The reporting of ABC News' Brian Ross has done to conservative Christians what the war in Iraq, Hurricane Katrina and the Jack Abramoff corruption scandal failed to do. He has divided them, and the rest of the mainstream media is having a joyous time covering the aftermath. Since journalists revealed that the House leadership could have potentially ignored at best and covered up at worst the sexual wrongdoing of Rep. Mark Foley, R.-Fla., conservatives everywhere are either calling for heads to roll or arguing that scandal is the fault of hypocritical liberals, a Florida newspaper that knew about Foley's behavior but didn't do anything, the mainstream media, homosexuals and Democratic political opportunists.
The party of family values, morality, justice and protecting innocent children failed for years to oust a sexual predator in its midst. Elected Republican leaders believe that values voters will not be thrilled to support politicians who allowed this to happen.
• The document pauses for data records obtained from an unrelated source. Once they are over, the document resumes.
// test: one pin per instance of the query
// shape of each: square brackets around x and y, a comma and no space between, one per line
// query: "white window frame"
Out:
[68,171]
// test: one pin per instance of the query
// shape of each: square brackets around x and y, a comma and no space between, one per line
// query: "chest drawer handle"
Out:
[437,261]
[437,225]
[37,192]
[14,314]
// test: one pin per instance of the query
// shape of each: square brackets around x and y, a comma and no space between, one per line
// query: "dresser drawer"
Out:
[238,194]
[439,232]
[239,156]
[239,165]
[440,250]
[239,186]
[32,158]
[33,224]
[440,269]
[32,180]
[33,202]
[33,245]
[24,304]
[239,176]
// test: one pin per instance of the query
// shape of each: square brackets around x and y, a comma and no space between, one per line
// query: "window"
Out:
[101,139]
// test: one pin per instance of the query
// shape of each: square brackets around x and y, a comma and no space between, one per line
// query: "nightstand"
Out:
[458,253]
Check out The New York Times on Wednesday morning:
WASHINGTON, Oct. 3 -- Backed by measured words of support from President Bush, Speaker J. Dennis Hastert opened an intense drive on Tuesday to hold on to his post, but behind the scenes senior Republicans weighed whether he could survive the scandal surrounding former Representative Mark Foley.
Among the options being considered by senior Republicans is for Mr. Hastert to announce that he will stay on as speaker through this year but not seek re-election to the post assuming Republicans retain control of the House, said people on and off Capitol Hill who were involved in the discussions. They said the advantage of such a step would be to postpone a disruptive leadership fight until after Election Day.
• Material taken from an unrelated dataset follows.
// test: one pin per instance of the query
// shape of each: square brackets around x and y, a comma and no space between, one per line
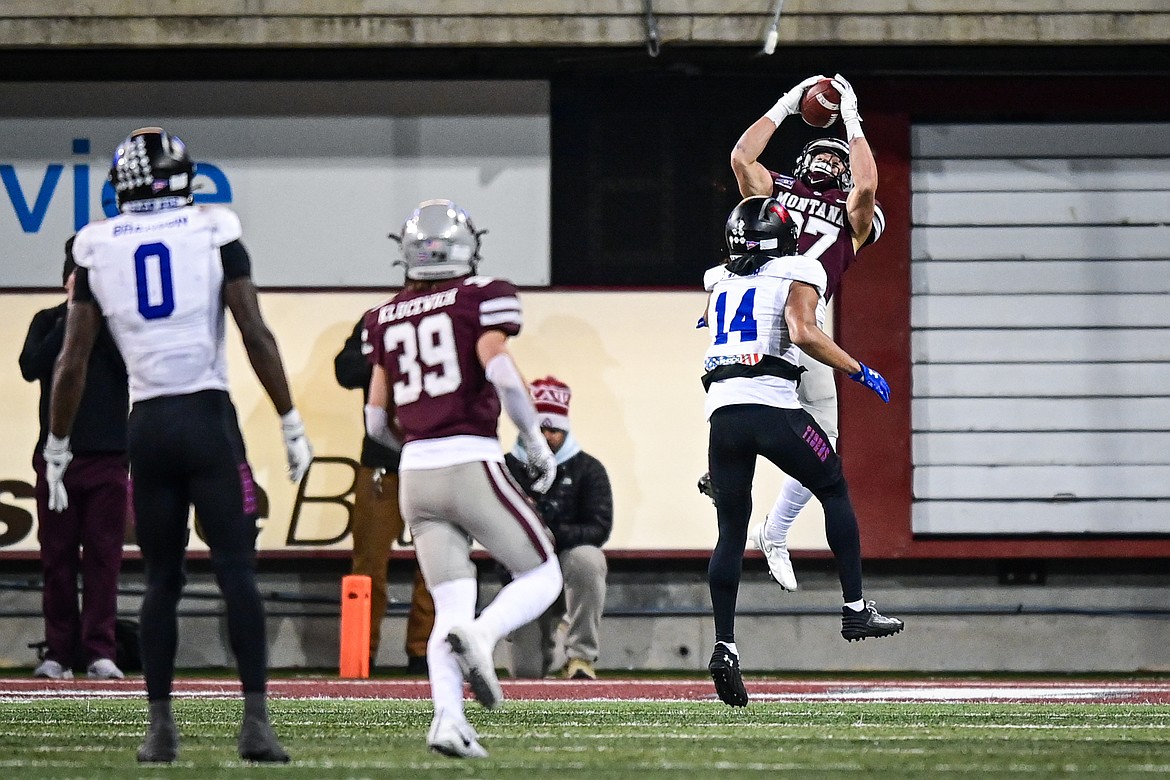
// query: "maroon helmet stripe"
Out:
[514,499]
Christianity Today's Ted Olsen compiled a great selection of articles chronicling the various positions held by conservative leaders, from the Family Research Council's Tony Perkins to James Dobson of Focus on the Family. The consensus among these leaders is that, yes, the scandal is reprehensible, but vote GOP in November anyway because the Democrats are much worse. That's the kind of encouragement voters need this fall.
Four months ago, Hastert was feted as the longest-serving Republican speaker, earning tributes from all segments of the party. "He's done a great job, and he's been a great partner to me and a great mentor to me," [Majority Leader John] Boehner said then.
And now, he's a great fall guy, too. "The clerk of the House, who runs the page program, the Page Board -- all report to the speaker," Boehner declared yesterday.
It was time for Hastert to take action to put down the mutiny. So he called Rush Limbaugh. And Sean Hannity. And Hugh Hewitt. And Lars Larson. And Roger Hedgecock. Even Neal Boortz, who said Hastert should find a "better excuse" for his inaction on Foley. "We're going to do them all," said Hastert aide Ron Bonjean.
Then there's this Post Style section ruling that details Foley's history as a closeted gay Congressman. What's clear is that Foley's misdeeds and the reaction of the House leadership have split the leaders of the GOP, but it has yet to be proven that this will affect the values voters in next month's election.
If the House or Senate flips parties, can the media legitimately pin the result on Foley and the leadership's failure to oust him earlier? Polling data and the events between now and Nov. 7 will help determine that story line, but the media have made one thing clear: conservatives are divided over how to guard their image as the party that stands for values.